The Peace of Christ to you today!

If we were meeting in person right now, I might warmly shake your hand as I speak those words, with a smile.

If we know one another well, we might embrace, a physical touch that communicates we are one in Jesus—Christ's peace is shared between us and is making each of us whole.

J.D. Walt tells of a greeting of peace he learned from, Maxie Dunham: 

The Spirit of Jesus in me greets the Spirit of Jesus in you, and brings us together in the name of the Father and the Son and the Holy Spirit.

The word for peace in Hebrew is shalom, and carries with it a vision of an expansive and permeating wholeness, completeness, and flourishing that is not merely the absence of conflict, but is the presence of God abiding with us.

Shalom speaks of relational peace, mutual connection, shared delight, a just creation, completeness, and wholeness between people, between us and the world, and ultimately between us and God. It is the Peace of Christ Jesus who makes us all whole.

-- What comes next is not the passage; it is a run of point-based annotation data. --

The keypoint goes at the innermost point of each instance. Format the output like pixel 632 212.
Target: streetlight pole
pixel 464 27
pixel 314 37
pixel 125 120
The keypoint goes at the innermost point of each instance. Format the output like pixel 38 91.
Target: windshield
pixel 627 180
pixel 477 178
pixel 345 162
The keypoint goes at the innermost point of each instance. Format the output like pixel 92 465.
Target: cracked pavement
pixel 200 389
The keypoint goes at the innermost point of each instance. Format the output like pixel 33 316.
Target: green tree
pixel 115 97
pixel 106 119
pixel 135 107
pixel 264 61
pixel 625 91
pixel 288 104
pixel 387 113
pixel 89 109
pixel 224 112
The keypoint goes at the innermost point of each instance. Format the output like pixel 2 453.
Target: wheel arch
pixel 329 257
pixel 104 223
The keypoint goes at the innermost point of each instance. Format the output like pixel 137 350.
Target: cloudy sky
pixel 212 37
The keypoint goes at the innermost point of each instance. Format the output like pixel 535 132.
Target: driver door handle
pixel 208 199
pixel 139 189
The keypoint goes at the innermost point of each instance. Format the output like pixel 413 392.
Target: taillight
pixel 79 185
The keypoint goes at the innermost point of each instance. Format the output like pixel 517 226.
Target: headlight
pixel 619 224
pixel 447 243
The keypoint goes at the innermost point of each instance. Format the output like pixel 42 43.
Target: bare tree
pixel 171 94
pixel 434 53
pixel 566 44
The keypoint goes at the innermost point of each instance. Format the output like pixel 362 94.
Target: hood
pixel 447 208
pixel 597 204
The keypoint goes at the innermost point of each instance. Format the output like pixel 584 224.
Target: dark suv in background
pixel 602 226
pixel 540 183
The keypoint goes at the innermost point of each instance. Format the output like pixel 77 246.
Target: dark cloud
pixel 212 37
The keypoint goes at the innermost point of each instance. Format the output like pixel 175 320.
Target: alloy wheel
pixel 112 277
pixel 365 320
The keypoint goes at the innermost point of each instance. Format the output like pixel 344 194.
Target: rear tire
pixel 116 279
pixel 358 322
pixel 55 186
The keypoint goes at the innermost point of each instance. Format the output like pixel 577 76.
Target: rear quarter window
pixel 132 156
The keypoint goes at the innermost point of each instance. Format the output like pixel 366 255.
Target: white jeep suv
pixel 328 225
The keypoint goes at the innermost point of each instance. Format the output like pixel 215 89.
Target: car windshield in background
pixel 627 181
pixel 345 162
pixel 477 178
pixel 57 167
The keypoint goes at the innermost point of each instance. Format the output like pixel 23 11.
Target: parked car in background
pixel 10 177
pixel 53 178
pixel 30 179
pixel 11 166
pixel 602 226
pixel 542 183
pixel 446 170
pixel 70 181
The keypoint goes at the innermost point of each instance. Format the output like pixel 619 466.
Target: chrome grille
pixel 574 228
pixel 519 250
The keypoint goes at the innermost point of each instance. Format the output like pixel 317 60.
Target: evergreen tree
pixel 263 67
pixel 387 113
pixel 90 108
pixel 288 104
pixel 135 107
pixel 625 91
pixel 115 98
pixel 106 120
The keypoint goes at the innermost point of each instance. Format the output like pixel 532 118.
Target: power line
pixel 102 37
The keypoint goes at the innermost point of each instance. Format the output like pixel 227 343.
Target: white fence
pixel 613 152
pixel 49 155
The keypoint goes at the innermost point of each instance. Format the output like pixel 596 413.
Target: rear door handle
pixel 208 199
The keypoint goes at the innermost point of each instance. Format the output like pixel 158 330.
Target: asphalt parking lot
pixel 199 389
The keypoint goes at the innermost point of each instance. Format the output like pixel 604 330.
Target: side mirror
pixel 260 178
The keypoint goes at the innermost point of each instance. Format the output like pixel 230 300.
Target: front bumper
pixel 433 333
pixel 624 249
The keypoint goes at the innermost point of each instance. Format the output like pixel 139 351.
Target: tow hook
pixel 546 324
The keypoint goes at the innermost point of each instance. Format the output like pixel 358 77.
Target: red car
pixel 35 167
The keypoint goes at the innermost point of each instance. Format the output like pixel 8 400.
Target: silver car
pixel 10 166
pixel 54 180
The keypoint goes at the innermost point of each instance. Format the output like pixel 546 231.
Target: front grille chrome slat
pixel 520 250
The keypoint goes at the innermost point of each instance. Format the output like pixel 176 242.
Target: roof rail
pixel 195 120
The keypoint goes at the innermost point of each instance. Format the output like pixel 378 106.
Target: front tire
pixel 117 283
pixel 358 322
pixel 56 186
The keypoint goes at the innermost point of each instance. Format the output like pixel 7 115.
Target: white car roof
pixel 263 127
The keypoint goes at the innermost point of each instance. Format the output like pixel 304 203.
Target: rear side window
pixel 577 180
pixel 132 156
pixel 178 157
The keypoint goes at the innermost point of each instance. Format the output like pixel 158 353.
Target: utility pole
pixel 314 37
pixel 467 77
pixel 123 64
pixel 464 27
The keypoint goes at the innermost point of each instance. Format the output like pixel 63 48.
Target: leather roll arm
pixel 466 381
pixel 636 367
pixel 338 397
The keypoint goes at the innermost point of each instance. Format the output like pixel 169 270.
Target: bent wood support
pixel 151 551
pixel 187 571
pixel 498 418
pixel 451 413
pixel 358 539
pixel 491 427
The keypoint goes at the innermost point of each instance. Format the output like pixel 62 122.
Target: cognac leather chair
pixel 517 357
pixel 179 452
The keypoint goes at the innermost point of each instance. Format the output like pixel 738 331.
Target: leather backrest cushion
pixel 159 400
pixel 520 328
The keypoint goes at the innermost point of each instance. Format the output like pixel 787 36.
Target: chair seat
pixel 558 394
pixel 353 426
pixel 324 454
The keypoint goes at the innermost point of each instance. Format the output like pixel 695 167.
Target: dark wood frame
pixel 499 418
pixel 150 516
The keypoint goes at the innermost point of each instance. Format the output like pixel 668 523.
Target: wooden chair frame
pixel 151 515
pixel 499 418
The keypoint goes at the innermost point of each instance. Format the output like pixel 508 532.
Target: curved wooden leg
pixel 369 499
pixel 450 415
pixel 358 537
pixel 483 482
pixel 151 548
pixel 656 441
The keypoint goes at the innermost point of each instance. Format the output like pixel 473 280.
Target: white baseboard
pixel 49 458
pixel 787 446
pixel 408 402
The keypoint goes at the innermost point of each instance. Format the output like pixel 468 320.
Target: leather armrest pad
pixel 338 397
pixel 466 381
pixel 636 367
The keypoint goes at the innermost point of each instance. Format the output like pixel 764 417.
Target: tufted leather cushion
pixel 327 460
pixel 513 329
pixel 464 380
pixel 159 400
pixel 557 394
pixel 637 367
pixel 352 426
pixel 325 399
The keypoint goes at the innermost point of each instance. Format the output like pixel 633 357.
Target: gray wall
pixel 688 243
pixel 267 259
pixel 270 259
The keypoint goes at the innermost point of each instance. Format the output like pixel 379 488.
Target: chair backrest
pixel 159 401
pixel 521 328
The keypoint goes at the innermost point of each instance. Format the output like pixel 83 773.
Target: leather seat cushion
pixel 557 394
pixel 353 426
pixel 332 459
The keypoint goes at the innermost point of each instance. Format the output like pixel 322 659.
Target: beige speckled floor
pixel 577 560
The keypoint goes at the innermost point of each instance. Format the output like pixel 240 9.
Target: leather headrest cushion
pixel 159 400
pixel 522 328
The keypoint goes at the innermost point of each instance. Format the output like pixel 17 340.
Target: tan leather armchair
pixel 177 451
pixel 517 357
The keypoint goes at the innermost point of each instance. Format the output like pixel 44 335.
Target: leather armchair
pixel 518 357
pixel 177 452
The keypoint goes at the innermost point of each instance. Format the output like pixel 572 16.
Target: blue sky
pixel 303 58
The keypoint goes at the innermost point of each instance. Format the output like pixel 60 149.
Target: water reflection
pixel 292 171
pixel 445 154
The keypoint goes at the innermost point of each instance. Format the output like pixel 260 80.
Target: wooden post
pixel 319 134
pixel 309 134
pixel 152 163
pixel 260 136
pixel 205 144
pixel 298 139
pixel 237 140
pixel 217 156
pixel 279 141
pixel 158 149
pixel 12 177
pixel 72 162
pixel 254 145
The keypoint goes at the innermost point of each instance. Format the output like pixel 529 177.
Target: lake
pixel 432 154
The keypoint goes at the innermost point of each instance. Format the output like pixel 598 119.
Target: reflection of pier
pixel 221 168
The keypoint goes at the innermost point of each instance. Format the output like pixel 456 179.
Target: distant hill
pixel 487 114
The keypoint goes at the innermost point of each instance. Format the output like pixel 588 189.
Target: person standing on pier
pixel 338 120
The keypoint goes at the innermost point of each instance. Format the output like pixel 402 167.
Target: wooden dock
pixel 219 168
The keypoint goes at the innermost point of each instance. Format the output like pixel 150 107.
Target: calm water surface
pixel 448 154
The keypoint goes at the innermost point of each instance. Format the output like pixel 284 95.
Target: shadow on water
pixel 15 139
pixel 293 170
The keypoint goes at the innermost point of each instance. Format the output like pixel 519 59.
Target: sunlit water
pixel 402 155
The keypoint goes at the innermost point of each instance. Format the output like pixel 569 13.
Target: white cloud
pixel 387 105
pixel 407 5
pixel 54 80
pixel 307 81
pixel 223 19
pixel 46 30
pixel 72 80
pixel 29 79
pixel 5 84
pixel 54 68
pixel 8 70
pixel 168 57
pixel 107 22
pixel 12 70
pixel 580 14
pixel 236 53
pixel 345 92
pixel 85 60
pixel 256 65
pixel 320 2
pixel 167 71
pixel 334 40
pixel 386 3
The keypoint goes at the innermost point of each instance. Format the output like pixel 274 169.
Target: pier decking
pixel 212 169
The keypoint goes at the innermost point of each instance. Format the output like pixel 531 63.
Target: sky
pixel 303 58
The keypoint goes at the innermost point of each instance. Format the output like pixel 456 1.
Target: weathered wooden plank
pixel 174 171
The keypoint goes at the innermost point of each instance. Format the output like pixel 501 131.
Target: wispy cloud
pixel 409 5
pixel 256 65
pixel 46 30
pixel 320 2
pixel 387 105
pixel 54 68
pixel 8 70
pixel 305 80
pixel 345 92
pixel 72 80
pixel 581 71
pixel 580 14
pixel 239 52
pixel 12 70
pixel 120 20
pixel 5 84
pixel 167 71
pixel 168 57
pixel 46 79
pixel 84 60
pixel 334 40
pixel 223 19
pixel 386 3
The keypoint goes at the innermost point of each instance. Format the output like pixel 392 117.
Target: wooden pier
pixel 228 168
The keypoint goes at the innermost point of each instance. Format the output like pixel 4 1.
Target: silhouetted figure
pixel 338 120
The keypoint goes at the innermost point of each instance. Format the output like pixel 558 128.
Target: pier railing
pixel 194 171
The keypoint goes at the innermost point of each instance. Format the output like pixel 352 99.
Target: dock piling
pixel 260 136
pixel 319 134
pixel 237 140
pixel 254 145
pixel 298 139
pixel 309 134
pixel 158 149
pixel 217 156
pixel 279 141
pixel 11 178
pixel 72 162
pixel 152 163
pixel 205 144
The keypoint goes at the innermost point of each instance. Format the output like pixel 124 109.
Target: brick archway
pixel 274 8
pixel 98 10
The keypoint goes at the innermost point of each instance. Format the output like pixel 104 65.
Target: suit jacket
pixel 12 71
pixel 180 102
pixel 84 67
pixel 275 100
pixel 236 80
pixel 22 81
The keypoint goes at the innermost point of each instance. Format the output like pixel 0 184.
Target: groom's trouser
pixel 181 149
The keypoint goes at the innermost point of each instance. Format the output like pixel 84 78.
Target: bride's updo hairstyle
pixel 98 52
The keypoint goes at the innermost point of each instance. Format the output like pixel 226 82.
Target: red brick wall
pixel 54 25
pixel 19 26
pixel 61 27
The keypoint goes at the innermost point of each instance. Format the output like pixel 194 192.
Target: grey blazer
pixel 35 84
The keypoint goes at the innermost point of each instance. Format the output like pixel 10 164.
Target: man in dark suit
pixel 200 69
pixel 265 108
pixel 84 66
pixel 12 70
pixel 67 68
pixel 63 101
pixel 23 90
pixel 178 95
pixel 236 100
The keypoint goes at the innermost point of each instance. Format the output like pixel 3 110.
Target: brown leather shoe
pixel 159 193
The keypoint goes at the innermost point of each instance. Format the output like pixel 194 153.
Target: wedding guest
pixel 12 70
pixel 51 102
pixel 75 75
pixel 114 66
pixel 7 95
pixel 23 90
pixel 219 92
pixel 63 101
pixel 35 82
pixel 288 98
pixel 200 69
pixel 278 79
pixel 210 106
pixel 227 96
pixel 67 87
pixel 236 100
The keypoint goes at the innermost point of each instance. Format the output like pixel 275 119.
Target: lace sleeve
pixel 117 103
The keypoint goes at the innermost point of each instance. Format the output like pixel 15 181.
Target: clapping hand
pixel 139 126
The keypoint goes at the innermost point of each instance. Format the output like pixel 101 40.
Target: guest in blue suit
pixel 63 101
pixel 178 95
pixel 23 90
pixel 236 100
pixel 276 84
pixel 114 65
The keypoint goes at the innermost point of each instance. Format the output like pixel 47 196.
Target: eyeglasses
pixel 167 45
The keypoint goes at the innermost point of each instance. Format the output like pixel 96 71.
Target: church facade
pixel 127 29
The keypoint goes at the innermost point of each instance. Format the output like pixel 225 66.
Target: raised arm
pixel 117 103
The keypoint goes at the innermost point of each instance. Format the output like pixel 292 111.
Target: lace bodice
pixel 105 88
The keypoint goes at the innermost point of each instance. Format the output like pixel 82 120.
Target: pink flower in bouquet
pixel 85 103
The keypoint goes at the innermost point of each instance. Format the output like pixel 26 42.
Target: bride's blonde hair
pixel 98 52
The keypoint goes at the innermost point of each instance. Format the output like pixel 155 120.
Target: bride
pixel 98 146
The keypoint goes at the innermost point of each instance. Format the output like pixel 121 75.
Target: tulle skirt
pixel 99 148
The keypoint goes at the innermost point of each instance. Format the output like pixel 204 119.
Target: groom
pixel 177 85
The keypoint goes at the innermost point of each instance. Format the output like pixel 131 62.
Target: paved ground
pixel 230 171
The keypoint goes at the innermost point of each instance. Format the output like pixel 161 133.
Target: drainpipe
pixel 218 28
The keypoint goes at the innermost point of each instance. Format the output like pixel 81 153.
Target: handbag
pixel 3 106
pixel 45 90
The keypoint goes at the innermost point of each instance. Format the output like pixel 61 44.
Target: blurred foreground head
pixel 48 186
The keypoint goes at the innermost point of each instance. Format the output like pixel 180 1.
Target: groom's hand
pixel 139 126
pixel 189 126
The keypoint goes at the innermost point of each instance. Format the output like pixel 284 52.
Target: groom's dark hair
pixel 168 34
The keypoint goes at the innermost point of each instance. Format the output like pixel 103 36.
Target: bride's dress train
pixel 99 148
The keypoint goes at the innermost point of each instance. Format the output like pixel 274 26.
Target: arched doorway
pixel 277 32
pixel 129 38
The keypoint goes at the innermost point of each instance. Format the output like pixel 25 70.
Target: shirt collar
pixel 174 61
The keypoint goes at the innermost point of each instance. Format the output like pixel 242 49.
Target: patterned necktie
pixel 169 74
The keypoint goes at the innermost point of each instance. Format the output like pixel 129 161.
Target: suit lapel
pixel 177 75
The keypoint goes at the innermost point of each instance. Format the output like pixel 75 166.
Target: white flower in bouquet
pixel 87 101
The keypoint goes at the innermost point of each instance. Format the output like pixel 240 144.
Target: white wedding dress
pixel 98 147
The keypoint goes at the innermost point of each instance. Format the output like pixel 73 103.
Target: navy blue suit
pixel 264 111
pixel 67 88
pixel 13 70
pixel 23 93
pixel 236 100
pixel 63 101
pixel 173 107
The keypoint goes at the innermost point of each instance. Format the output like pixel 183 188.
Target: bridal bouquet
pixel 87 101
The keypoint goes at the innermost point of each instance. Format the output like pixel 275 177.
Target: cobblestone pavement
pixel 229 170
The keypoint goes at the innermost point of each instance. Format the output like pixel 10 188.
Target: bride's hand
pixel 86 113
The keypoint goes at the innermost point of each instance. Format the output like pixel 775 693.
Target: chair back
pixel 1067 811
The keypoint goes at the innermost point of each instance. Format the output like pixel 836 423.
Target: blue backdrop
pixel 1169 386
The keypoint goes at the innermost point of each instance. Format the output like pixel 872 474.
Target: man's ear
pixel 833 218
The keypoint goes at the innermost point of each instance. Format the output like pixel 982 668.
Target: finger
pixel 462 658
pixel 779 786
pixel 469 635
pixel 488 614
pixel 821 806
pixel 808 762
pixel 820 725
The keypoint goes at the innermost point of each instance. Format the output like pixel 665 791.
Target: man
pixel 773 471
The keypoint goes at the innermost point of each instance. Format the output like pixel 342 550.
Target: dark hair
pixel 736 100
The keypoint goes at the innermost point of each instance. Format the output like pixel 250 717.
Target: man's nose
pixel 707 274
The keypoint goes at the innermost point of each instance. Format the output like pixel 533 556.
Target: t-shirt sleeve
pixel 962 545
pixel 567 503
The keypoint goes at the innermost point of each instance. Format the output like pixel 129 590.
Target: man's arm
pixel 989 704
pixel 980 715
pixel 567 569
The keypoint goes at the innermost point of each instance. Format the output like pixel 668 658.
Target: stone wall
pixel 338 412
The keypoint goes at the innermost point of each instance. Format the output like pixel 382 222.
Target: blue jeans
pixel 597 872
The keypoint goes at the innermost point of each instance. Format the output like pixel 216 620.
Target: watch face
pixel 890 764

As the royal priesthood [1 Peter 2:9], we can offer the Peace of Christ to whomever we meet, whether they are a follower of Jesus (it's mutual) or not (it's a blessing and resets our hearts toward the other).

In the early Church, and the earliest centuries of the Body of Christ living and growing in a pagan world, the "kiss of peace" was a common way for them to greet one another and confer a mutual blessing. 

While the holy kiss may not be as commonly exchanged in church traditions today, or may feel less appropriate given our cultural views of the kiss, the exchange of Peace in a spoken word, handshake, or embrace between believers is a sustaining, embodied practice that changes our relationships.

With the word, "Peace" on your lips, move into your day today sharing the word and its riches as a blessing, with perhaps a physical gesture of connection (a handshake, or an embrace as seems appropriate), to affirm that the Peace of Jesus dwells in you, and that His Peace heals all it touches.